When low-dose dobutamine stress echocardiography is inconclusive and contractile reserve cannot be induced or flow rate normalized, other surrogates of severe AS should be considered. Computed tomography (CT) allows quantification of the calcification burden of the aortic valve. The thickened, hyperechogenic aortic cusps that suggest calcific AS on echocardiography are best visualized with noncontrast CCT. Large, observational studies have shown an association between aortic valve calcium burden and mean transvalvular gradient and AVA.23 Importantly, the cutoff values of aortic valve calcium burden to define severe AS differ between men and women:> 2000 and> 1200, respectively (figure 2).14,15 In the diagnostic algorithm of patients with low-flow low-gradient severe AS, noncontrast CCT is considered to establish the diagnosis and decision making.4

Figure 2.

Diagnosis of severe aortic stenosis with computed tomography in a patient with discordant grading on echocardiography.

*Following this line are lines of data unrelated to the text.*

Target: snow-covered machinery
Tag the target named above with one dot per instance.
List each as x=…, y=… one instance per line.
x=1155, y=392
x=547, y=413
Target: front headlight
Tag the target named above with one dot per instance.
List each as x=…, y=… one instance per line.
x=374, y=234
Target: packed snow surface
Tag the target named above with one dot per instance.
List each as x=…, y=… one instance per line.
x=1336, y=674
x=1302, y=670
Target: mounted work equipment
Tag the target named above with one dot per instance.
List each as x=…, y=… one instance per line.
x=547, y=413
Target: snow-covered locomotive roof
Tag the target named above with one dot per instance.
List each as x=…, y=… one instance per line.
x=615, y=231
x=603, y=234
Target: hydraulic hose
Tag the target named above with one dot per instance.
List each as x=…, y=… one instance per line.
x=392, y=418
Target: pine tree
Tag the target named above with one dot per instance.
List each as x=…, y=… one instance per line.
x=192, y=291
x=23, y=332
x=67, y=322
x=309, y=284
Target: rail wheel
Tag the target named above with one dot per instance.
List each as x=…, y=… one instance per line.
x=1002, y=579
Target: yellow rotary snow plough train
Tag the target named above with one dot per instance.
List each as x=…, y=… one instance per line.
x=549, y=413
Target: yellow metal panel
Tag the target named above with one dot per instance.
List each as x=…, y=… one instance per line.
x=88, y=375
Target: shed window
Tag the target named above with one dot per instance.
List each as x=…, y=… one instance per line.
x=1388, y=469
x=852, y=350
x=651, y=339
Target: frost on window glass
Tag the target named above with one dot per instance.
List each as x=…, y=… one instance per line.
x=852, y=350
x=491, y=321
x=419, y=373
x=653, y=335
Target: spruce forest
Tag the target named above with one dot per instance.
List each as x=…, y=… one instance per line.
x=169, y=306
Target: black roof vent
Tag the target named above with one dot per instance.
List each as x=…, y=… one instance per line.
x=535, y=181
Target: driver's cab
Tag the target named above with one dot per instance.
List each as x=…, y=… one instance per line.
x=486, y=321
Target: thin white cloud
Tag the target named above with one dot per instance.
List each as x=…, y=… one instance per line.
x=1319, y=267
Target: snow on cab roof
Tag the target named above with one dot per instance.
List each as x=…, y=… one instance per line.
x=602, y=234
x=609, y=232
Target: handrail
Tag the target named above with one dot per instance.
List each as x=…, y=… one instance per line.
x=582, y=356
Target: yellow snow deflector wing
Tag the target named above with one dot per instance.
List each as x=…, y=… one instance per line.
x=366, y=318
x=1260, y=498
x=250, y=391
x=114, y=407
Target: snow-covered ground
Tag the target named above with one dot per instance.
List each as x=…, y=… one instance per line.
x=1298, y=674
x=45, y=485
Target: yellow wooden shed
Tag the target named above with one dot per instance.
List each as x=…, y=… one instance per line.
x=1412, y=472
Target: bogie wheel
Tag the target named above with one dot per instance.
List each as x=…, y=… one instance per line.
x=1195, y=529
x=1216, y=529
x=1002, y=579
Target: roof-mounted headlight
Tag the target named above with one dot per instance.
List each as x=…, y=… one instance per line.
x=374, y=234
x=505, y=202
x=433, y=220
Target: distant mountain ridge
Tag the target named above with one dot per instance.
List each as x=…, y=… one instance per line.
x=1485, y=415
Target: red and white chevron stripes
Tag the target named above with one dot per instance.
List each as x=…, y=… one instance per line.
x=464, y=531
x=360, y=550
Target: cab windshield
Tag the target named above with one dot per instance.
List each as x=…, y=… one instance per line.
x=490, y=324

On the parasternal long-axis view (A) and the short-axis view (B) of the aortic valve, thickened, hyperechogenic leaflets can be observed, suggesting severe aortic stenosis. However, on continuous wave Doppler signal through the aortic valve, the mean transvalvular pressure gradient is <40mmHg and on pulsed wave Doppler signal, the calculated stroke volume is <35mL/m2. The calculated aortic valve area is <1cm2. Noncontrast-enhanced computed tomography shows an aortic valve calcium score of 2500 arbitrary units (E) and on contrast-enhanced computed tomography, the valve shows 3 severely calcified leaflets while the thickening cannot be visualized (F). AVA, aortic valve area; Sv, stroke volume index.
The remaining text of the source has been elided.